Share your dilemmas and get honest opinions from other Mumsnetters.

AIBU to think constant name-calling and shouting from DH is unacceptable?

141 replies

Thattimeagain88 · 21/04/2026 18:40

DH makes no secret of the fact he thinks I am stupid (or thick as he puts it) because I don't always answer questions exactly how he expects (or wants) or because I sometime mis interpret what he says (can't possibly be anything to do with him not explaining what he means, its all on me)

I am actually quite clever, or book smart (I am a Senior Analyst) but do admit that sometimes my common sense isn't the same as his, but I have enough common sense to have made it the grand age of 38 and have 2 children who are doing just fine.

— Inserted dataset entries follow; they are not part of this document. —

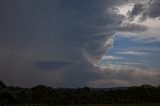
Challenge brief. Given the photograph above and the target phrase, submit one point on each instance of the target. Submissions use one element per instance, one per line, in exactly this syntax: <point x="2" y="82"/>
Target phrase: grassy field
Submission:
<point x="154" y="104"/>
<point x="116" y="105"/>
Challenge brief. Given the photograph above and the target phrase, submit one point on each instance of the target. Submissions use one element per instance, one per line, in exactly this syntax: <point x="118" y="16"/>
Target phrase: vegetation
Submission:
<point x="41" y="94"/>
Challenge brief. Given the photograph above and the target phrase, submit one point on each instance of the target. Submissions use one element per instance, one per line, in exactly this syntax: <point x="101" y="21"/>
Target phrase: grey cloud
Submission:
<point x="50" y="34"/>
<point x="52" y="65"/>
<point x="145" y="10"/>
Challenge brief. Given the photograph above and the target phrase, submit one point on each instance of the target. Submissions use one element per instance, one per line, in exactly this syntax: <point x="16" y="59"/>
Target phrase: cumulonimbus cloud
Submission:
<point x="57" y="33"/>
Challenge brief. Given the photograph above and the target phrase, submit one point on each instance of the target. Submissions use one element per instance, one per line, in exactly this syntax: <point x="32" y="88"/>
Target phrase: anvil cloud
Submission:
<point x="57" y="42"/>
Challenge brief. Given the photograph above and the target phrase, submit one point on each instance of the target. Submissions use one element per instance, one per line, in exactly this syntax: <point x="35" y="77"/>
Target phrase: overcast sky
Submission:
<point x="76" y="43"/>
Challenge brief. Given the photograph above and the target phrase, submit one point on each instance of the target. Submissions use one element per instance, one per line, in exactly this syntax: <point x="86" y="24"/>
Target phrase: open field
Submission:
<point x="154" y="104"/>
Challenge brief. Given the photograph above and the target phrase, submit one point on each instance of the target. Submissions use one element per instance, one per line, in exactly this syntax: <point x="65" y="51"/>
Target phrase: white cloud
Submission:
<point x="110" y="58"/>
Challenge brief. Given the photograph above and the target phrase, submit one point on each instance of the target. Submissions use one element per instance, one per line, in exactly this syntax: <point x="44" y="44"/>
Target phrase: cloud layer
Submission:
<point x="57" y="42"/>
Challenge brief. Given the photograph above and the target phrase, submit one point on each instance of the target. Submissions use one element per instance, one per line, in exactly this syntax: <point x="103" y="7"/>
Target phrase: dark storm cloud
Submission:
<point x="54" y="35"/>
<point x="52" y="65"/>
<point x="145" y="10"/>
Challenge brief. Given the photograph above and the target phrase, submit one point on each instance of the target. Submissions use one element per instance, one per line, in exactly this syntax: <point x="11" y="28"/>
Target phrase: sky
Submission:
<point x="77" y="43"/>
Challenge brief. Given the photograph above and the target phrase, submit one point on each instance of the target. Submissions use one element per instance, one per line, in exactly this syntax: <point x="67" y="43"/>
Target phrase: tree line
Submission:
<point x="42" y="94"/>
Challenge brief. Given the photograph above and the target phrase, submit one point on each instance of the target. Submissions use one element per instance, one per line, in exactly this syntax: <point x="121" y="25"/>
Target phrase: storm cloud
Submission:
<point x="145" y="10"/>
<point x="57" y="41"/>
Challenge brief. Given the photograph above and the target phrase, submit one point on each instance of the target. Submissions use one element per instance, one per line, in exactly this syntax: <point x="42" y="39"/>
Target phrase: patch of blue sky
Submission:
<point x="148" y="52"/>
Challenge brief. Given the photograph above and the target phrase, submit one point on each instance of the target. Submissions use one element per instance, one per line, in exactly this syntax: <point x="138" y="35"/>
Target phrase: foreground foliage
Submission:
<point x="41" y="94"/>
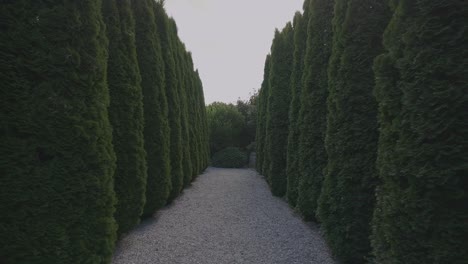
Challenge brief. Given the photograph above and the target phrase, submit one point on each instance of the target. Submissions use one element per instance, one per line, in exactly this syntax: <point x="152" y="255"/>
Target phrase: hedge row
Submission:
<point x="102" y="122"/>
<point x="376" y="127"/>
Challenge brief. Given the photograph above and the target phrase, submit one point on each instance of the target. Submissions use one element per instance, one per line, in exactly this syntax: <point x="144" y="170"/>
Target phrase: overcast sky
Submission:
<point x="229" y="40"/>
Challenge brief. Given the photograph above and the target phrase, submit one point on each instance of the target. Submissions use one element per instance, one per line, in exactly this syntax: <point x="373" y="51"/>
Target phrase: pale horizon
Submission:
<point x="229" y="41"/>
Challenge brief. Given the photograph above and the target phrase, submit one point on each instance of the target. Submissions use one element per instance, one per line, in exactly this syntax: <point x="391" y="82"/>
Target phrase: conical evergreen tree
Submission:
<point x="278" y="108"/>
<point x="156" y="131"/>
<point x="300" y="37"/>
<point x="125" y="114"/>
<point x="201" y="117"/>
<point x="57" y="161"/>
<point x="171" y="86"/>
<point x="313" y="112"/>
<point x="421" y="212"/>
<point x="347" y="197"/>
<point x="189" y="87"/>
<point x="261" y="118"/>
<point x="183" y="96"/>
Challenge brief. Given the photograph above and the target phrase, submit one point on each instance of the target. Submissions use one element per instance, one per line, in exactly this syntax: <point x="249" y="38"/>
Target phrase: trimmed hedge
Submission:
<point x="261" y="118"/>
<point x="171" y="86"/>
<point x="230" y="158"/>
<point x="347" y="198"/>
<point x="156" y="132"/>
<point x="278" y="108"/>
<point x="125" y="114"/>
<point x="57" y="162"/>
<point x="421" y="214"/>
<point x="292" y="168"/>
<point x="313" y="111"/>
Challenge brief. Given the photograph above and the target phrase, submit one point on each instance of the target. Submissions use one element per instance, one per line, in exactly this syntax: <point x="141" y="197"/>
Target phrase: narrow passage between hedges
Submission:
<point x="226" y="216"/>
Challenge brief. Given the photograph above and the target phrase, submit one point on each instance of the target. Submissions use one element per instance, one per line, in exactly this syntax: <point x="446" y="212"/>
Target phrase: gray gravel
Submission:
<point x="226" y="216"/>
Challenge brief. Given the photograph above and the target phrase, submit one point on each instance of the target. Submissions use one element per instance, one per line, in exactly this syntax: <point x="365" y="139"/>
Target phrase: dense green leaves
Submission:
<point x="57" y="162"/>
<point x="313" y="112"/>
<point x="78" y="118"/>
<point x="292" y="169"/>
<point x="421" y="212"/>
<point x="125" y="114"/>
<point x="226" y="124"/>
<point x="172" y="88"/>
<point x="156" y="132"/>
<point x="278" y="108"/>
<point x="230" y="157"/>
<point x="347" y="198"/>
<point x="375" y="143"/>
<point x="262" y="104"/>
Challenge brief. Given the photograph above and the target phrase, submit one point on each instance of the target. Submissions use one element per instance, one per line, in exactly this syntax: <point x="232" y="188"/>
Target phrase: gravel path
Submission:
<point x="226" y="216"/>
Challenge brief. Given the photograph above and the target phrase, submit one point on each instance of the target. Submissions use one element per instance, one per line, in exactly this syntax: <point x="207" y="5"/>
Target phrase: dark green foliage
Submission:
<point x="184" y="103"/>
<point x="248" y="109"/>
<point x="169" y="51"/>
<point x="229" y="158"/>
<point x="347" y="197"/>
<point x="313" y="112"/>
<point x="125" y="114"/>
<point x="261" y="117"/>
<point x="278" y="108"/>
<point x="421" y="214"/>
<point x="57" y="161"/>
<point x="156" y="132"/>
<point x="292" y="169"/>
<point x="190" y="88"/>
<point x="202" y="123"/>
<point x="226" y="124"/>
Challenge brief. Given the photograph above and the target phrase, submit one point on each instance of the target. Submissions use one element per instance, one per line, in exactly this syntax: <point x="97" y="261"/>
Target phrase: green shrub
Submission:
<point x="292" y="172"/>
<point x="156" y="130"/>
<point x="277" y="123"/>
<point x="57" y="161"/>
<point x="312" y="157"/>
<point x="125" y="114"/>
<point x="421" y="211"/>
<point x="229" y="158"/>
<point x="347" y="196"/>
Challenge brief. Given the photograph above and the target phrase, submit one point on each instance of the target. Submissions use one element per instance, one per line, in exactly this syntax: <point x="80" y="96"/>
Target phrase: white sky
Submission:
<point x="229" y="40"/>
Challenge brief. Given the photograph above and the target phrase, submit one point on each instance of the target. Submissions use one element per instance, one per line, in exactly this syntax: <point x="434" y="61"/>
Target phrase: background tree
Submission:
<point x="421" y="212"/>
<point x="278" y="108"/>
<point x="313" y="111"/>
<point x="226" y="124"/>
<point x="156" y="131"/>
<point x="347" y="197"/>
<point x="57" y="161"/>
<point x="292" y="172"/>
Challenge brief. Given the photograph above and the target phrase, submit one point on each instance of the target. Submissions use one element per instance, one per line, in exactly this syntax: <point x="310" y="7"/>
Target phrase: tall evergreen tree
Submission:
<point x="292" y="172"/>
<point x="189" y="87"/>
<point x="57" y="161"/>
<point x="421" y="212"/>
<point x="201" y="122"/>
<point x="156" y="131"/>
<point x="347" y="197"/>
<point x="278" y="108"/>
<point x="184" y="97"/>
<point x="125" y="114"/>
<point x="171" y="86"/>
<point x="265" y="91"/>
<point x="313" y="112"/>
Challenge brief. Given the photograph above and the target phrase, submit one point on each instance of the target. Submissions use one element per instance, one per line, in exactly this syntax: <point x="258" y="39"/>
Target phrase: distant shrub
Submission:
<point x="229" y="158"/>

Our washing machine has broken so today he was measuring it. He said to me just note down the numbers I give you. I will be the one ordering it and researching so I need to know what the measurements are

He then starting shouting a load of numbers at me, which made no sense to me as he didn't say whether they inches or cm, and one moment shouted at 847, so I asked what measurement that was as 847 cm is 8 metres so I just asked what they were in

He then started to scream and shout at me for 15 minutes how I am thick, all he asked me to do was make a note of the measurements, as I am too thick to then convert them he would do it and then tell me what I needed to know.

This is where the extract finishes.